Hey...Don't you have a little something like the OD ride to go too???? Get off of here Angie and get to packing for that ride  !!!!!!!!!! 
 
Jody

--- On Mon, 6/8/09, Angie Fura <tracetribute@xxxxxxxxx> wrote:

From: Angie Fura <tracetribute@xxxxxxxxx>
Subject: Re: [RC] State Parks
To: ridecamp@xxxxxxxxxxxxx
Date: Monday, June 8, 2009, 12:15 PM

Please, please discontinue this discussion or I'm not going to be able to resist challenging the notion that the same opportunities are available to everyone.  And I could spend all day discussing the failures of trickle-down economics :)
 
Is there a Yahoo group for AERC members to discuss non horse related topics? 
 
Angie Fura
 



From: Bruce Weary DC <bweary@xxxxxxxxxxxx>
To: Ridecamp <ridecamp@xxxxxxxxxxxxx>
Sent: Monday, June 8, 2009 11:22:13 AM
Subject: [RC] State Parks

" The richest 5% own 59% of the wealth in the US."

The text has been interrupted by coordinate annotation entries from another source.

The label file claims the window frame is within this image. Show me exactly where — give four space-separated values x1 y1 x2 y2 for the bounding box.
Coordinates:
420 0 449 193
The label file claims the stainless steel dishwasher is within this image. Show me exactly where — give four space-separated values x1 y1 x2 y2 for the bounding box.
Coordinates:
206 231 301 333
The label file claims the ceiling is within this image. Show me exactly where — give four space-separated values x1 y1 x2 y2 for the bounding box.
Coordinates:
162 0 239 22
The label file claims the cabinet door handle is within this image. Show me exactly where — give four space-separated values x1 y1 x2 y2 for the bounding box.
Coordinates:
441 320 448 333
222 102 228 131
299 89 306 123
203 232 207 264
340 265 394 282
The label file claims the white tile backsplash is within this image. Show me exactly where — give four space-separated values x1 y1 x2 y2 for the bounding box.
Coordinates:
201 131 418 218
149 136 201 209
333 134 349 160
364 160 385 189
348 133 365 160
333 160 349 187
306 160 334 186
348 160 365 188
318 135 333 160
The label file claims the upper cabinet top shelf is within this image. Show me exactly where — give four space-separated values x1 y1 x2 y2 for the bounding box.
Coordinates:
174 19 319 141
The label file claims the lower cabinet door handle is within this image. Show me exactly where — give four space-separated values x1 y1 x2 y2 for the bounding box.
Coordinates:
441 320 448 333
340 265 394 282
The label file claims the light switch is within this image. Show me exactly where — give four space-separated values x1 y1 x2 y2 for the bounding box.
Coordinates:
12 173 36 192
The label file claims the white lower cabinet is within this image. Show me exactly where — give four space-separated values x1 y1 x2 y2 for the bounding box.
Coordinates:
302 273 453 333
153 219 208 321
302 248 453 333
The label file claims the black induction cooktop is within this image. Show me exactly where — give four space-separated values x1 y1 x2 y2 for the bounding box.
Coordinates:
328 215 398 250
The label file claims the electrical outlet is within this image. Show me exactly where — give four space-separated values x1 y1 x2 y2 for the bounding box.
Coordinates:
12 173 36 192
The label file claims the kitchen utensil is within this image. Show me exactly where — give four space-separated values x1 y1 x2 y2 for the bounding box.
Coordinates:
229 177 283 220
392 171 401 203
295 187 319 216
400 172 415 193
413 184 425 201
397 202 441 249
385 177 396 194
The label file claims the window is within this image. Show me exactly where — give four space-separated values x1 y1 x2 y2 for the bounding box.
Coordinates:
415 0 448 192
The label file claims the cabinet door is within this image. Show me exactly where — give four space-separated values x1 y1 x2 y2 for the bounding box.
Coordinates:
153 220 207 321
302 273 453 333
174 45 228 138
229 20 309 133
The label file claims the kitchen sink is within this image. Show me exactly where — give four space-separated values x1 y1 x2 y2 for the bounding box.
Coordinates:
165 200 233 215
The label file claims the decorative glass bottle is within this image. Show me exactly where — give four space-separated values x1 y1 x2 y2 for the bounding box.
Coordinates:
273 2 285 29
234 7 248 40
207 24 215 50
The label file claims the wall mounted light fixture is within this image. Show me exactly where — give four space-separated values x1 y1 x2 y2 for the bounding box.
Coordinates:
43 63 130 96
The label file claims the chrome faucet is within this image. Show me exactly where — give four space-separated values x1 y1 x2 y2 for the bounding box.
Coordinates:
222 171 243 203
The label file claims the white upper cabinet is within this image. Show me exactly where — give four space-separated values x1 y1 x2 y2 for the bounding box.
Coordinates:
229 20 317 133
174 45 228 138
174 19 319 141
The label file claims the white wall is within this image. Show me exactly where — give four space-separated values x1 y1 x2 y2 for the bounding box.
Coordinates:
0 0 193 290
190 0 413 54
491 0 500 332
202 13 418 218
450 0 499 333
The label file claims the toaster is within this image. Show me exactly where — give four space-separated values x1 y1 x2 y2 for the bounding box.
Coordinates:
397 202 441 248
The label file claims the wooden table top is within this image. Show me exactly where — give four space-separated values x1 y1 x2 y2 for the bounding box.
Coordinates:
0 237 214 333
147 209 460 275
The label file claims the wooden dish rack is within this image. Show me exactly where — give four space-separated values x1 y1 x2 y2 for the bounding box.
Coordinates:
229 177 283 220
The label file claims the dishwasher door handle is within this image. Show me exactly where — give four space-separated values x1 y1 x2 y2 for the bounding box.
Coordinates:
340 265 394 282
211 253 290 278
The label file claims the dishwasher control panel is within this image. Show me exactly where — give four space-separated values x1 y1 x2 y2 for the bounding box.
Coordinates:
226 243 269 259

This may be true, Mike, but it will likely always be that way to some degree. Wealth is not "distributed," it is earned  either through effort, ingenuity, leveraged risk taking or a combination of all three. It will never be evenly spread, like frosting on a cake, or sno-cones after a Little League game, where everybody gets theirs in equal quantity. And, the most wealthy among us usually provide employment opportunites (and retirement programs, and health insurance, Medicare and Social Security benefits, etc.,) to millions of other people along the way. So in that sense, the wealth is "shared" as opposed to hoarded without benefit to anyone other than the wealthy. The figures quoted above always seem to suggest a "taint" in implying that wealth is usually acquired in questionable, usury or unfair ways, and that if we could just spread it around a little, life would be more fair.  A free enterprise system, by definition, cannot work that way. And it is that very system that gives us the quality of life that no other country in the world enjoys, especially those who have tried to create a system of communal access to a country's assets.  The good thing is that the same opportunities the wealthy have taken advantage of are available to all of us, if we are willing to apply the exact same effort, ingenuity and/or leveraged risk.  If we aren't, we will understandably bring less fruitfulness into our lives. There will always be those who earn more. The answer isn't to bleed one bank account into another until they are equal, though that is done to some degree with the tax system.  Bruce Weary ( who knows this discussion should be taking place elsewhere)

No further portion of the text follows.